Em Belém, climatologista Paulo Artaxo alerta que o mundo caminha para 2,8 °C de aumento e que só uma transição energética urgente pode evitar impactos catastróficos.
O mundo está prestes a ultrapassar o limite de 1,5 °C de aquecimento global estabelecido no Acordo de Paris, e segue em trajetória que pode chegar a perigosos 2,8 °C ainda neste século. Para o Brasil, os efeitos tendem a ser ainda mais severos: por estar em uma região tropical e continental, o país pode experimentar entre 4 °C e 4,5 °C acima dos níveis pré-industriais. O alerta foi reforçado pelo físico e climatologista Paulo Artaxo durante apresentação no estande da Finlândia, na Zona Azul da COP30, realizada em Belém.
Segundo o pesquisador da Universidade de São Paulo (USP), evitar esse cenário exige uma ação imediata e coordenada. Isso inclui, sobretudo, eliminar a exploração e o uso de combustíveis fósseis a curto prazo, em uma transição energética considerada “justa e factível”.
“Para evitar esse cenário, é preciso adotar técnicas como a carbon dioxide removal, ou seja, remover CO₂ já emitido nas últimas décadas. Mas nenhuma técnica existente hoje funciona na escala necessária ou com um custo possível”, afirmou Artaxo. Ele explicou que tecnologias de remoção podem custar milhares de dólares por tonelada capturada. “Por isso, a melhor solução é atacar o problema pela raiz, fazendo uma transição energética rápida e acabando com a exploração de combustíveis fósseis.”

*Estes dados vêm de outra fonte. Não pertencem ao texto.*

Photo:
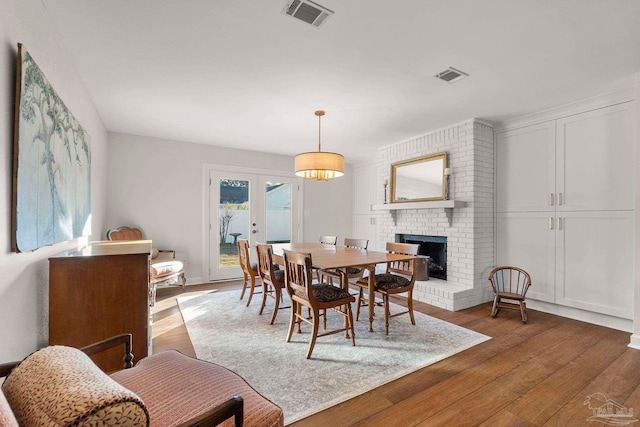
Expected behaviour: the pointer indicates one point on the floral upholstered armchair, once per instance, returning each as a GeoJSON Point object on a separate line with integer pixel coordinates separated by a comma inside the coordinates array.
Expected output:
{"type": "Point", "coordinates": [61, 386]}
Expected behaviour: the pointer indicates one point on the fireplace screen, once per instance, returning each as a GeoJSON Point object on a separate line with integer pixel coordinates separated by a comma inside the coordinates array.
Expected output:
{"type": "Point", "coordinates": [435, 247]}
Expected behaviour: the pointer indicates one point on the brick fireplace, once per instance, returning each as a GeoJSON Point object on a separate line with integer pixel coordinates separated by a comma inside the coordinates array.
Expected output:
{"type": "Point", "coordinates": [468, 230]}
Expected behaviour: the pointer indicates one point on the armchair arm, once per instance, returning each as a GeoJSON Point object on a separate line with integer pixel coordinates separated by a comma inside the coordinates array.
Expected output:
{"type": "Point", "coordinates": [170, 252]}
{"type": "Point", "coordinates": [232, 407]}
{"type": "Point", "coordinates": [125, 339]}
{"type": "Point", "coordinates": [6, 368]}
{"type": "Point", "coordinates": [122, 339]}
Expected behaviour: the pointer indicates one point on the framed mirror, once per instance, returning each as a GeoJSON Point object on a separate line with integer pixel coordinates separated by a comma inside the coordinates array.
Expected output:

Artaxo é um dos nove cientistas internacionais que assinam a “declaração sobre o estado atual das negociações da COP”, divulgada no primeiro Pavilhão de Ciências Planetárias da história das conferências climáticas da ONU. Entre os signatários estão nomes de referência no debate ambiental, como Thelma Krug, Carlos Nobre e Marina Hirota.
No documento, os pesquisadores reforçam que cada aumento de 0,1 °C traz riscos mais intensos, como ondas de calor prolongadas e fatais, incêndios florestais frequentes, tempestades extremas e prejuízos especialmente graves para comunidades vulneráveis, economias frágeis e povos indígenas. Eles alertam ainda que a adaptação deve ser tratada como prioridade na COP30.
Durante sua fala, Artaxo destacou que iniciativas de restauração ecológica em larga escala são fundamentais para recuperar serviços ecossistêmicos — como o regime de chuvas —, mas não substituem a necessidade urgente de reduzir emissões. “Não vai ser possível plantar árvores suficientes na superfície da Terra para sequestrar CO₂ se continuarmos emitindo como hoje”, afirmou.
Como caminho para enfrentar a crise, o climatologista defendeu a criação de um “mapa do caminho” global para a descarbonização, com etapas, prazos e metas concretas para todos os setores da economia. Segundo ele, o que for decidido agora determinará o que as próximas gerações terão de “limpar” daqui a 20, 30 ou até 100 anos.
Nos bastidores da COP30, o Brasil tem articulado para que esse roadmap de abandono dos combustíveis fósseis seja oficializado nas negociações finais. A proposta já conta com apoio de países europeus e nações em desenvolvimento e deve ser debatida até o encerramento da conferência, previsto para sexta-feira (21).